On Sunday 09 June 2013 18:11, Caryn conveyed the following to
alt.os.linux...
Post by CarynPost by AragornPost by CarynPopular: Debian ------> Ubuntu
Business: RHEL -------> CentOS/Fedora
Apples and oranges. Ubuntu is a populist distribution based upon
Debian Unstable, whereas Debian Stable is just as usable by
businesses as RedHat Enterprise Linux or CentOS due to its
reliability.
Fedora is an unstable bleeding edge
OK. How's this for a (corrected) succinct (oversimplified) summary of
the three major linux distros and their most common progeny?
1. Debian (stable desktop) -> Ubuntu (user friendly) or Kubuntu (KDE)
or Knoppix (live) 2. Redhat (stable server) -> Centos (RHEL clone) or
Fedora (bleeding edge) 3. SUSE (stable workstation) -> openSUSE
(business) or SLED (desktop) or SLES (server)
First of all, openSUSE is a community distribution, so it's not
business-oriented. In fact, that's where SLED and SLES come in. Those
are the official business distributions - in desktop and server versions
respectively - and come with a support contract. So you had that one
backwards. ;-)
Secondly, I don't think that one can speak about "the three major
distributions", because it's not quite that simple. Independent
software vendors will often offer binary packages for Debian, RedHat,
SuSE and Ubuntu, but just as often you will find that they narrow that
down to only packages for RedHat proper and Debian proper, and such
packages /may/ then also work on respectively SuSE (or Mandriva, or
Mageia, et al) or Ubuntu (or Mint), but this is not guaranteed.

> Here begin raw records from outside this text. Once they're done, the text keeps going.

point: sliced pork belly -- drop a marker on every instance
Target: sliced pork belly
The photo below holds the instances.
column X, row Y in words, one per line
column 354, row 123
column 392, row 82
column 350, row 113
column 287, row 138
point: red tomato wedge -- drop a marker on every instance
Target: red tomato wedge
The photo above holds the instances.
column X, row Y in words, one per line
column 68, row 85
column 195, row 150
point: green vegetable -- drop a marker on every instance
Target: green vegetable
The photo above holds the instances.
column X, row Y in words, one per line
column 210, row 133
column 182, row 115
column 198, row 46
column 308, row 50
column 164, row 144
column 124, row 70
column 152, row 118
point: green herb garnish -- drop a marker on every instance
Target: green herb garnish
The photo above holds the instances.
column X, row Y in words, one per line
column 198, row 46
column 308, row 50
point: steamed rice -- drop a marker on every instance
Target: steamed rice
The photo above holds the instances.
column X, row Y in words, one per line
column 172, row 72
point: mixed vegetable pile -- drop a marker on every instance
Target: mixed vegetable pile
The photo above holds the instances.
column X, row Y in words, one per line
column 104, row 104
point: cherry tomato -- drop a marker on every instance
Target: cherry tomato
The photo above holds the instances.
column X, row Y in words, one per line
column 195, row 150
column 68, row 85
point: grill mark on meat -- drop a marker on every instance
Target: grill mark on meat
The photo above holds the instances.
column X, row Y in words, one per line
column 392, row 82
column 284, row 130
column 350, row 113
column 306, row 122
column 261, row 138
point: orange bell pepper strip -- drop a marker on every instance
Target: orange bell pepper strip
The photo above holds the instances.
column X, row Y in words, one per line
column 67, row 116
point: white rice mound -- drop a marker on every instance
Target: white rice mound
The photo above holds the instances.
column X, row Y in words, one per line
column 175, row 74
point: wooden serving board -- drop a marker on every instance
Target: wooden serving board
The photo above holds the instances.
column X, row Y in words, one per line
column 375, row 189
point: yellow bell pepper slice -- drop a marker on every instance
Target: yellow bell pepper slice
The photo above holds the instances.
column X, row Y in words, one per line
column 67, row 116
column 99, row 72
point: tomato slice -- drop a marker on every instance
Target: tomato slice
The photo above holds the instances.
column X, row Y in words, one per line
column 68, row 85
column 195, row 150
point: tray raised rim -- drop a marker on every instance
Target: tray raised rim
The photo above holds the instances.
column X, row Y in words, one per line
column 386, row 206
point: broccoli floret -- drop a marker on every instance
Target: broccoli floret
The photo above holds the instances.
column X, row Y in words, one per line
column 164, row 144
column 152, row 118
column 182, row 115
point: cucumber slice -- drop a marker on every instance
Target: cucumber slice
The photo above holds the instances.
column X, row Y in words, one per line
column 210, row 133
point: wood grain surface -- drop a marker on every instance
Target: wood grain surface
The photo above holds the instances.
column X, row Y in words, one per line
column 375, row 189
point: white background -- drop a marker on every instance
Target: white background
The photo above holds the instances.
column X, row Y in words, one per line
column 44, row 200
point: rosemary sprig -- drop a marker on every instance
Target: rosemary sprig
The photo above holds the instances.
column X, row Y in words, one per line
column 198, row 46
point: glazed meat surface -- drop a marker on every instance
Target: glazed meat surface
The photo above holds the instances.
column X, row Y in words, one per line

Furthermore, there is also Slackware, which doesn't really have any
native package format - they just use tarballs with binary files or else
they compile from sources - and Slackware also has quite a number of
derivative distributions, several of which come as Live CDs.
You can't really narrow it down too much. Every distribution has their
own reasons for being, whether it is based on another distribution, or
forked from another distribution, or offering an entirely new approach
altogether - as e.g. was the case with Gentoo, which uses a sources-
based approach after the example of the FreeBSD ports system.
The way I see it, the main two distinctions are "popular" and "I can
think for myself". "Popular" is what the masses prefer, with a little -
actually, quite a lot - of coaxing by computer magazines and other hype
queens. "Popular" also means "I'm an absolute n00b and I want to stay
one too", because those distributions do not encourage you to learn
anything new and keep you locked into the same dumbed down consumerist
paradigm as you get from Microsoft Inc.
"I can think for myself" is everything else. And among those, there are
many distributions which I would consider "sufficiently user-friendly",
but they do not disguise the fact that it isn't Microsoft Windows or
Apple OS X that you're staring at on your screen. They don't stand in
your way if you want to learn something and do more with your system
than what the typical household kitchen sink computer user does with it.
You may take all of the above with a grain of salt, because that's my
view on it all, and I'm not exactly the average Joe Sixpack. I'm not a
flock person; I follow my own path in life and in just about everything.
That's why I've never accepted Microsoft Windows as "the standard
operating system" for an x86-based computer, or MS-DOS before that. I
already knew of alternative operating systems long before I had a
computer of my own, and I was already running 32-bit OS/2 when other
people were still running DOS 5.0/6.x (with Windows 3.x) or Windows 95.
My only conscious decision to use Windows was Windows NT (when other
people were running Windows 95/98), and only as a compromise solution,
and then even still I only wasted two years on that. After that I
discovered GNU/Linux, and with it, the operating system I had always
wanted to have.
At the moment, I have two distributions installed on this machine here.
One is an older 32-bit PCLinuxOS installation - because that hard disk
came from another, broken computer, and I'm keeping it around as a
failsafe system - and the other is 64-bit Mageia 1. Mageia 1 is also
already old by now - the current release is Mageia 3 - but it suits my
needs and I have my own ways of securing my operating system. I do such
(now considered) exotic things as having the system installed across
multiple filesystems which all have distinct mount options, and I have
tweaked PAM and friends. All of those are things which used to be quite
common in the UNIX world several years ago, before the invasion of the
GNU/Linux world by lazy and demanding Windows refugees.
It is my experience and conviction that if you're going to introduce
absolute newbies to GNU/Linux way of distributions like Ubuntu or Mint,
then you're giving them a fish, but then you'll be feeding them fish for
the rest of your life. (Note: Canonical doesn't even want to identify
itself with the GNU/Linux community anymore, as it no longer refers to
its distribution as GNU/Linux, but rather as "the Canonical Operating
System".)
If on the other hand you introduce those newbies to GNU/Linux by way of
a decent quality distribution such as Mageia, PCLinuxOS, Debian or
openSUSE, then you're feeding them a fish for today, but at the same
time you're then also giving them a fishing course, and they will be
able to feed themselves from there on.